I received an email from Almond Chu, and was asked a favor to write an article for his portrait collections that is soon to be published. Speaking of Almond, I haven’t seen him for a long time already. We first met in mid-1980s, when Almond left Hong Kong to study in Japan. I was a lecturer at the Tokyo College of Photography then. In my remembrance, he was a handsome boy with mature skills who could produce photos with sophisticated composition.

Back then, Risaku Suzuki, now a representative figure of photography in Japan, was also one of my students. Almond took a portrait of young Suzuki, which is also included in this book. Looking at that picture, recalling Almond being a presentable fellow with unskillful Japanese, has really evoked reminiscence to the past.

Upon graduation from the Tokyo College of Photography, Almond returned to Hong Kong to set up his studio, and became more involved as a photographer.
During my visits to Hong Kong in the 1990s, his workload escalated every time I met him; I could tell that his work was going better. And as one of the representative figures in Hong Kong photography circle nowadays, he spared no efforts in guiding newcomers in the field. As someone who had witnessed him embarked on his journey, I sincerely hope that he will be successful as he progresses along his pathway.

Almond always injects his own spirit into his portrait works; this is what I like about him. Not only to him, shooting portraits remains a challenge of techniques to many photographers, right? This is because human being has many mysteries. When a subject with an enigmatic charisma turns up, a photographer will have to utilize his own way of interpretation to present that quality. Because of this, photographers, at all times and places, take portraits as a mirror reflective of their own images, and by that, aren't they projecting their worldview?

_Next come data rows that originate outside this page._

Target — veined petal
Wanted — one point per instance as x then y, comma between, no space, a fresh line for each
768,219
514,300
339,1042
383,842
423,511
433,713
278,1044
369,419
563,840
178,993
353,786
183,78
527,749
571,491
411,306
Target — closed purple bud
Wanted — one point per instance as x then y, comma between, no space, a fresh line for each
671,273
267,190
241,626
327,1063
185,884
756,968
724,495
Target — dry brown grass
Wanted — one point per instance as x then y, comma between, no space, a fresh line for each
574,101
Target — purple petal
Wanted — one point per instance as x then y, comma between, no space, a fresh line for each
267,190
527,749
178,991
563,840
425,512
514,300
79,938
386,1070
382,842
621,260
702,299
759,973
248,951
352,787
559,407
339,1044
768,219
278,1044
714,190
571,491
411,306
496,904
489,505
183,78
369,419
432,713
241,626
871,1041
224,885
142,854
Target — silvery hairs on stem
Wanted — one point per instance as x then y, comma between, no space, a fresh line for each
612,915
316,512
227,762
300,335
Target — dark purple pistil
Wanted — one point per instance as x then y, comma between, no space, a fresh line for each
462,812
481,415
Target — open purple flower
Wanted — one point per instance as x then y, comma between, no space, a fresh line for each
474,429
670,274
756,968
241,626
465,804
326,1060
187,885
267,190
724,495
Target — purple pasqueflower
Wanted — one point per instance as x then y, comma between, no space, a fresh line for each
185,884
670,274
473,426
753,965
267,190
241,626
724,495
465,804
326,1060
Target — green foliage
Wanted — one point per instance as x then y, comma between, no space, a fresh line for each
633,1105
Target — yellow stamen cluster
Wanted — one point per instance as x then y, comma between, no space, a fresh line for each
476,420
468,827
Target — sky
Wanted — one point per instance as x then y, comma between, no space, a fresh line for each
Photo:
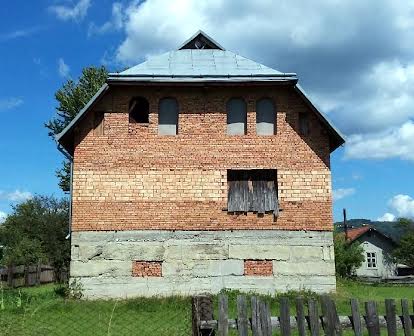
355,59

From the portraits collected in this book, it can be seen that Almond has utilized a variety of techniques. I completely understand why he would attempt such a difficult theme. During the mid-1980s to 1990s, his basic style was composed of a 6x6 square format with monotone human figure. No matter how you interpret them, those works were hardly anything more than the subjects’ forms, just like a style formed from practicing abstract painting. From the late 90s to 2000, a massive change occurred and color usage became much richer.
The color photographs appeared; together with adopting the method of close-up, works as compelling as the portrait of poet Bei Dao were generated. Moreover, the portraits’ shooting were not restrained in studio anymore but also took place outdoor. Those were experiences that Almond accumulated as a photographer. So, please continue to utilize them in portraits!

But something remains unchanged. From his works, it can be felt that he has a kind and gentle personality. He delicately captured the qi of the subjects who were in front of his camera, and then injected it into their postures. Almond is an honest photographer; you can tell after you saw his works. His works also possess an intrinsic classical style. Over time, he had retained various styles of people who actively appeared in Hong Kong cultural and art scenes during 1990s to 2000s. Those works will definitely make significant information.

No matter what, Almond will continue to shoot portraits, right? I will be looking forward to his achievement of a greater result.